Figure 1.

Functional consequences of the interaction of NKG2D with different ligand/allelic variants. (A) Transmembrane MICA and GPI-linked ULBP2 ligands result equally able to trigger Vav1 and PI3K activation and to induce NK cell cytotoxic function. However, a stronger receptor internalization and lysosomal degradation due to the activation of the ubiquitin pathway was observed upon MICA engagement. Whether Cbl is the ubiquitin ligase regulating NKG2D/DNAX-activating protein 10 ubiquitination and whether ULBP2 ligand is able to activate NKG2D-mediated signals from endosomal compartment is not clear (dashed arrows). (B) MICA-129Met, which binds to NKG2D with higher avidity compared with MICA-129Val allele, induces stronger Src phosphorylation, thus triggering both NK cell and CD8⁺ T cell effector functions with higher efficiency.

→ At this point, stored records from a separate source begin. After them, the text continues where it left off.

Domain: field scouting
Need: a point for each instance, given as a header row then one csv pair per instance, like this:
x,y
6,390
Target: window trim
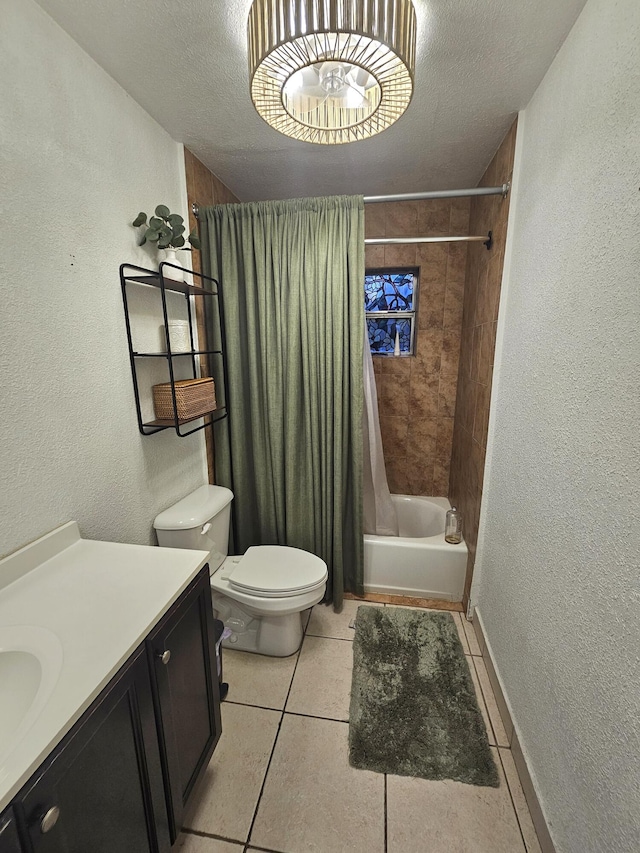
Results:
x,y
410,315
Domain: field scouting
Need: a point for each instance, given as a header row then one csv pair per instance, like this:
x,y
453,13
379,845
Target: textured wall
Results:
x,y
557,573
479,323
417,394
79,158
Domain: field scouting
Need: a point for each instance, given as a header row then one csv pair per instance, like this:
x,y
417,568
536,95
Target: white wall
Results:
x,y
558,573
78,159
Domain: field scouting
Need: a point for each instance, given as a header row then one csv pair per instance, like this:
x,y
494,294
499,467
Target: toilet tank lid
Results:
x,y
195,509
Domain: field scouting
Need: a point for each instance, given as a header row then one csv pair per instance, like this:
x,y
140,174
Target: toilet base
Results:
x,y
275,636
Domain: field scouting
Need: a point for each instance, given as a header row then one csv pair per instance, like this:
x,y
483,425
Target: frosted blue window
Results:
x,y
390,302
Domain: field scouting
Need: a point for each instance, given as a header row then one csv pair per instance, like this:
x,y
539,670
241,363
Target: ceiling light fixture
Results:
x,y
331,71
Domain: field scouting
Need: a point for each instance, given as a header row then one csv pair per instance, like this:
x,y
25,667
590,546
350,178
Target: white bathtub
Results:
x,y
418,562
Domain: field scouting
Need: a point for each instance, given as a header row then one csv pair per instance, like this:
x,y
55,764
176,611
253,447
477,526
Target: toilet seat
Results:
x,y
276,571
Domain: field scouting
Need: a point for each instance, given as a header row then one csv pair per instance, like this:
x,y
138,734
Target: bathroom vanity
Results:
x,y
107,651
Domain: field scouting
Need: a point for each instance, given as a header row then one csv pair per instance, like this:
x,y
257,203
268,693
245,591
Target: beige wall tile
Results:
x,y
393,399
479,315
400,255
402,219
423,396
375,220
373,256
413,395
433,217
450,353
447,395
394,436
440,479
428,352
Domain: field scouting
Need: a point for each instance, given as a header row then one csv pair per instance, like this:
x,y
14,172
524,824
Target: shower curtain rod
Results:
x,y
383,241
374,199
502,190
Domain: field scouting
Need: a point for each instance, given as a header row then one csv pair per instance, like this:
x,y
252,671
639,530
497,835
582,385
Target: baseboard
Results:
x,y
511,727
407,601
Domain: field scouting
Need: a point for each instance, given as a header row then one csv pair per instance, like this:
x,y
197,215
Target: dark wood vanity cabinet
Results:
x,y
9,842
186,693
101,789
120,779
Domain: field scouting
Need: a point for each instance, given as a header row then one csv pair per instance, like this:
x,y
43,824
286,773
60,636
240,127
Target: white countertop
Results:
x,y
100,600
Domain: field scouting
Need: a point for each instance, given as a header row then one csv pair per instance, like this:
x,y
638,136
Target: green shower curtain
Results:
x,y
292,275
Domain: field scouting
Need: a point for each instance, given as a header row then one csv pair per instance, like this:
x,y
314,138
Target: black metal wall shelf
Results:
x,y
134,275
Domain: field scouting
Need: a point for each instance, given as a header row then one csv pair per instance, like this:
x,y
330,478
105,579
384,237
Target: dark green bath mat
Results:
x,y
413,706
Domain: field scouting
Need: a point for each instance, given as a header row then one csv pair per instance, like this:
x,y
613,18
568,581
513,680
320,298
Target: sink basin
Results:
x,y
30,664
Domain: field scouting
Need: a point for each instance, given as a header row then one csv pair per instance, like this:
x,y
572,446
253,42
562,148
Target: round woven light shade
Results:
x,y
331,71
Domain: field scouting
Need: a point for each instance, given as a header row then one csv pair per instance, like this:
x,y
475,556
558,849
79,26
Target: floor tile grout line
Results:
x,y
386,815
251,705
323,637
199,833
493,696
275,742
513,802
486,707
315,717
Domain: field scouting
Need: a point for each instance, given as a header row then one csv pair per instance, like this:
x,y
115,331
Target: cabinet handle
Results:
x,y
49,819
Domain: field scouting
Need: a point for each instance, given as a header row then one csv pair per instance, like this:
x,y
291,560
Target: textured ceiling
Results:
x,y
478,63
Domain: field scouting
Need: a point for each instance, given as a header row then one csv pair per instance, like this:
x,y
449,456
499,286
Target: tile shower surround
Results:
x,y
479,324
417,394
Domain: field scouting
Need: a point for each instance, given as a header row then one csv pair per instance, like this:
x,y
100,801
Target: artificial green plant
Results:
x,y
166,229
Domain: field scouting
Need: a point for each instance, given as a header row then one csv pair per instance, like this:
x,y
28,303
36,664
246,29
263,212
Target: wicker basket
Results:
x,y
194,397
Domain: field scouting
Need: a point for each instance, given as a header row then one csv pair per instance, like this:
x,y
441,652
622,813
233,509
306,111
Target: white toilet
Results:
x,y
259,596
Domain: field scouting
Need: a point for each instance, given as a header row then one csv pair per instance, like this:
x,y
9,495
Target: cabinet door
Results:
x,y
186,691
101,789
9,842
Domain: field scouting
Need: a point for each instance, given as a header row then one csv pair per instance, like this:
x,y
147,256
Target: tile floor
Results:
x,y
280,778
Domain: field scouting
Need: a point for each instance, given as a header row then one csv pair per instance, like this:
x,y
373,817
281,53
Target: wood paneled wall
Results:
x,y
203,188
479,324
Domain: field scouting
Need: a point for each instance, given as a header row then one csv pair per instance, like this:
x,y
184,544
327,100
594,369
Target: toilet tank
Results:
x,y
199,521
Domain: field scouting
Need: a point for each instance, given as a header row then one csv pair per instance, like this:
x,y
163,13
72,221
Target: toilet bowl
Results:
x,y
260,595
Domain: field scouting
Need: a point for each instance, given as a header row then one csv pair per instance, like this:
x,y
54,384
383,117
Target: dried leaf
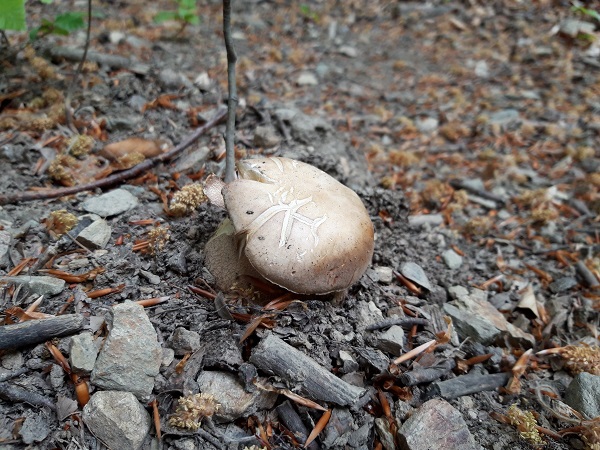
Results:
x,y
318,427
117,150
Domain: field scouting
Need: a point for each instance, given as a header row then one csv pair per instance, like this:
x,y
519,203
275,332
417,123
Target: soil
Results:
x,y
402,102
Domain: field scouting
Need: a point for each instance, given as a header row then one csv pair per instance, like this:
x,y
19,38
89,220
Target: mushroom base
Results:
x,y
233,272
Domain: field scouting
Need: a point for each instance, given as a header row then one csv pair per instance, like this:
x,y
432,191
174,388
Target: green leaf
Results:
x,y
69,21
189,4
12,15
192,19
165,15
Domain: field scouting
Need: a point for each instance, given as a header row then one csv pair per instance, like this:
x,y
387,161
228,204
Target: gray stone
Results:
x,y
432,220
221,349
131,355
137,102
307,79
436,425
385,436
374,358
117,419
185,341
367,314
192,161
482,69
82,354
112,203
229,392
359,438
427,124
348,51
96,235
203,81
152,279
4,247
41,285
385,274
12,360
116,37
458,292
122,123
452,259
583,394
168,356
35,429
572,27
173,80
475,317
392,340
337,431
503,117
57,377
349,364
415,273
266,137
562,284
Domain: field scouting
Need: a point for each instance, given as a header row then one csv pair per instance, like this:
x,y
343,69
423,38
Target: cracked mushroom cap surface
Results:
x,y
299,227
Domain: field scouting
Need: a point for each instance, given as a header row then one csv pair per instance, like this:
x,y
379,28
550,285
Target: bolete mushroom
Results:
x,y
295,225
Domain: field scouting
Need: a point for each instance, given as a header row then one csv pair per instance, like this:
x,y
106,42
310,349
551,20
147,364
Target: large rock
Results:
x,y
131,356
583,394
436,425
112,203
230,394
117,419
475,317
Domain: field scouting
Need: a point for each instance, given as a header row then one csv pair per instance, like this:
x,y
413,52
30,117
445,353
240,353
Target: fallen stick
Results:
x,y
35,331
427,374
466,385
276,357
403,322
587,277
16,394
460,184
290,418
113,61
118,177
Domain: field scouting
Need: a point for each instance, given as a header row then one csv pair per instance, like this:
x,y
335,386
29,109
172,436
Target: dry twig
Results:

Concomitantly, a higher extent of NKG2D down-modulation is also induced upon MICA-129Met allele engagement. (C) The rigid and stable binding to NKG2D of the high-affinity ULBP0602 variant impairs its ability to induce Ca⁺⁺ flux and effector functions in NK cell and CD8⁺ T cells as well as NKG2D down-modulation. As consequence, ULBP0602 engagement results less efficient compared with the low affinity variant ULBP0601.